The digital economy has been a major boon to U.S. domestic and international trade, as is documented by a new report by the United States International Trade Commission entitled Digital Trade in the U.S. and Global Economies (summary here). And even though the report shows important benefits from digital trade, those benefits are likely understated. This is because the report limited its analysis to “digitally intensive” sectors, which means that its numbers exclude contributions from firms that only use digital trade as a smaller part of their business.
Still, digital trade has made quite an impact: the report estimates that digital trade has raised real U.S. GDP by $517.1-$710.7 billion (3.4−4.8 percent) by increasing productivity and lowering the costs of trade. By raising GDP, digital trade increased average wages, and the increased wages likely contributed to increased employment by as much as 2.4 million jobs.
Within digitally intensive industries (and likely within many non-digitally intensive industries, although the report focused on the former), the internet has come to play a major role in everyday commerce. Firms in these industries sell nearly a trillion dollars’ worth of goods and services yearly via the internet, 30 percent of which are digital-only goods. They also do a large amount of purchasing (e.g. B2B transactions) online.
Digital trade isn’t just benefiting large companies like Amazon or Google, either. Small and medium sized enterprises (SMEs) make up a quarter of digital trade sales and fully a third of digital trade purchases. In other words, digital purchasing has been widely adopted particularly by smaller businesses.
Despite these encouraging statistics, the report’s survey data and model estimates make clear that the benefits of digital trade could be much larger. Digital trade, particularly international digital trade, has been held back because many countries have not done enough to create the right policy environment for it to flourish.

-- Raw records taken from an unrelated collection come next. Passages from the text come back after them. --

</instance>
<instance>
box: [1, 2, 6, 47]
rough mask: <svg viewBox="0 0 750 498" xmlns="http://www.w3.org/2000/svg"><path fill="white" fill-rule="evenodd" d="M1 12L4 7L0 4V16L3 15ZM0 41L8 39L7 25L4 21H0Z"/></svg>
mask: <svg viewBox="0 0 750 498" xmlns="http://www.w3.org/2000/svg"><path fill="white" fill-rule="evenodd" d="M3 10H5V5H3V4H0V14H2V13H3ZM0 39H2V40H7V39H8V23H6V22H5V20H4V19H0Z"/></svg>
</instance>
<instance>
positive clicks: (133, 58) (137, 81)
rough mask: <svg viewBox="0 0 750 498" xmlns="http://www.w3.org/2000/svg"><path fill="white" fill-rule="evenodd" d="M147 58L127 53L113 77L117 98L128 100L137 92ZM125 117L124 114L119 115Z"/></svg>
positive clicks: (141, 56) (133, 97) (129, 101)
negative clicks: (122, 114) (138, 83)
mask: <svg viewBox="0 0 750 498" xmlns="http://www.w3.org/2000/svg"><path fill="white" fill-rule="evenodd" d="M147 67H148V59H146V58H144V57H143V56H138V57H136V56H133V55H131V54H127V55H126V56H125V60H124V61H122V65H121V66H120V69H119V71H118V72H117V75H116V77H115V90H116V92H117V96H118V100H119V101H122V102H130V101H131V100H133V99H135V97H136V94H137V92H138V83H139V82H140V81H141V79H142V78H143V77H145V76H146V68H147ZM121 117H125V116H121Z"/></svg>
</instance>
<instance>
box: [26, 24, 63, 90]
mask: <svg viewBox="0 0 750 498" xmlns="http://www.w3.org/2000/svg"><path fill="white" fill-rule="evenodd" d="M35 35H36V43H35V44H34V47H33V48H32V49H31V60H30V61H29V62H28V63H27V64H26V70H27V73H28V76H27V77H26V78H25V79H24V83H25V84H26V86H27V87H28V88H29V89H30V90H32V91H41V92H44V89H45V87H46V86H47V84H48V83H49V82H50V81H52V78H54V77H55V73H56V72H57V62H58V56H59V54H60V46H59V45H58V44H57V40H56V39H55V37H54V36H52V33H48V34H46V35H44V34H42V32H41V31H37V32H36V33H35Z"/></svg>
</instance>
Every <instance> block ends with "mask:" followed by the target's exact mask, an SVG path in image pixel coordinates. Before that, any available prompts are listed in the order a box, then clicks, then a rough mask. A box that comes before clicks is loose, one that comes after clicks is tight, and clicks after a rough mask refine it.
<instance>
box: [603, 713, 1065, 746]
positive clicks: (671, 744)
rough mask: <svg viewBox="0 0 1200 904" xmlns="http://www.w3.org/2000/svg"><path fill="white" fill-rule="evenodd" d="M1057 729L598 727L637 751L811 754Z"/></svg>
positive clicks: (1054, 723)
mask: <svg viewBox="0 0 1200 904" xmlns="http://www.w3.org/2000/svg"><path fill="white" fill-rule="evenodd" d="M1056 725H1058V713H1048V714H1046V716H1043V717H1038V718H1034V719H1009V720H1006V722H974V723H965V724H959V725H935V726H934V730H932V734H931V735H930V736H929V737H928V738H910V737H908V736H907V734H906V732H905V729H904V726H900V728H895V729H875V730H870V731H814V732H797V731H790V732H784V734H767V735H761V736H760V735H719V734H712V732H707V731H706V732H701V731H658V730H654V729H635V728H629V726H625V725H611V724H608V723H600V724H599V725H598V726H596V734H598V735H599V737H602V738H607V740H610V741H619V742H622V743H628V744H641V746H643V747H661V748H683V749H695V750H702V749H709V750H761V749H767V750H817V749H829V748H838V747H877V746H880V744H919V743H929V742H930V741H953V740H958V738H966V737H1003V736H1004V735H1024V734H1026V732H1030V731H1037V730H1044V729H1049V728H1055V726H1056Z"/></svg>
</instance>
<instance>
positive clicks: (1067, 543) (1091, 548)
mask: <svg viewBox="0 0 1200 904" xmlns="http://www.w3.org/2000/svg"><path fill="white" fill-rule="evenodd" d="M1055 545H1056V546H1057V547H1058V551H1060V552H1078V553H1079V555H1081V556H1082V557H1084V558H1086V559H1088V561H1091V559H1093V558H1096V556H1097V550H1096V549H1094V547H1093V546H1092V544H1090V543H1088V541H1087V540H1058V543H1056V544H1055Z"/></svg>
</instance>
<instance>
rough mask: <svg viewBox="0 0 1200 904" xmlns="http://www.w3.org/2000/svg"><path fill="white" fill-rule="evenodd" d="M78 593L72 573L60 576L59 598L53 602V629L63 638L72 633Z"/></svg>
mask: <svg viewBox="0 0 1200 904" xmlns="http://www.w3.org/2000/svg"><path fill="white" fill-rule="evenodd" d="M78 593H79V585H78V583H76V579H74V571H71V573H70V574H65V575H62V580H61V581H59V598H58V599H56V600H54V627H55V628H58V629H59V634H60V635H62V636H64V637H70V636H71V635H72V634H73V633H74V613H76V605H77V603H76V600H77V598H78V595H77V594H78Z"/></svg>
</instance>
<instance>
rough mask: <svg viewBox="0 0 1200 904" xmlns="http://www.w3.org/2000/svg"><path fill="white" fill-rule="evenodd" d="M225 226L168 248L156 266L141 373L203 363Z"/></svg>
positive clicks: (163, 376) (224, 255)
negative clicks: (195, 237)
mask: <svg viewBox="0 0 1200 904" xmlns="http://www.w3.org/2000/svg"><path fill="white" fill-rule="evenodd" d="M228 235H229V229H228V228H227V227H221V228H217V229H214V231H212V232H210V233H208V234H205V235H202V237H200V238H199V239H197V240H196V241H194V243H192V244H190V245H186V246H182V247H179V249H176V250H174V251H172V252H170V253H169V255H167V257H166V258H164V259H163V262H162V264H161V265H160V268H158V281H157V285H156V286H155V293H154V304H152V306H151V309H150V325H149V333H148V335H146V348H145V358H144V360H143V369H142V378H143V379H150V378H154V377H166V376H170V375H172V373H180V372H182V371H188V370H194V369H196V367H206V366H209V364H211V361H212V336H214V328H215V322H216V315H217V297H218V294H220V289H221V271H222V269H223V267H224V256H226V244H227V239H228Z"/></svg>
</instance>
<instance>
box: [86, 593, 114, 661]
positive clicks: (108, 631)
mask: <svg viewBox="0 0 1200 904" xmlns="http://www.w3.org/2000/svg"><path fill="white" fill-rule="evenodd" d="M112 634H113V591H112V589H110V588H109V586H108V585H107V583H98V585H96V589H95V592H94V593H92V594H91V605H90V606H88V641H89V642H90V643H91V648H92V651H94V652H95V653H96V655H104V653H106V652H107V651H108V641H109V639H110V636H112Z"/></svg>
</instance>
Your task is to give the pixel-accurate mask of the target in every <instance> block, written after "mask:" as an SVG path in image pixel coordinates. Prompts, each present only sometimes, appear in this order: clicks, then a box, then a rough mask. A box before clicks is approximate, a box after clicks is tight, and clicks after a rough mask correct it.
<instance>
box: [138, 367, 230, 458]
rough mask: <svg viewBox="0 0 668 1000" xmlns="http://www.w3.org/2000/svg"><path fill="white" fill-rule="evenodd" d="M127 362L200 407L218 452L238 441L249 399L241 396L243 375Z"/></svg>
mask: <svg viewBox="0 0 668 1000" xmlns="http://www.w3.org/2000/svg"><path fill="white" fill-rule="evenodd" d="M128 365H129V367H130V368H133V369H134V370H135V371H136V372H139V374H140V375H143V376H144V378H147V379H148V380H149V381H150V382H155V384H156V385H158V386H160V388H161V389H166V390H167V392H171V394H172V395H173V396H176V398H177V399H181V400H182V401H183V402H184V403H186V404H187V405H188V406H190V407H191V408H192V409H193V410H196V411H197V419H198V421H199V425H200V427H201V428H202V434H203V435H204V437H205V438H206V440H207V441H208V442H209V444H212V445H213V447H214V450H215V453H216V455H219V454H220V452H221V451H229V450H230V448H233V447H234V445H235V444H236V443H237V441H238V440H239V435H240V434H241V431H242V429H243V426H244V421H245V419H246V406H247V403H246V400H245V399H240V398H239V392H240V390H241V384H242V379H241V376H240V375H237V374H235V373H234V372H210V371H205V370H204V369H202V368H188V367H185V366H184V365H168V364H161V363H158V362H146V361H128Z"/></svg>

Non-tariff trade barriers such as localization requirements, market access limits, and even data privacy and protection requirements can make it difficult for U.S. firms to compete with local ones. The lack of regulation or regulatory enforcement can also make digital trade difficult, as intellectual property rights and clear systems of liability are paramount for a well-functioning digital trade regime.
Although the idea that digital trade benefits the economy is not exactly revolutionary, the ITC report does a good job of summing up those benefits and also provides a number of interesting insights into how firms are using the internet to improve and expand their business. U.S. firms have many strengths, but they are facing increasingly strong competition. It is imperative that the competition is fair and that we continue to support the ongoing transition of U.S. businesses into the digital economy.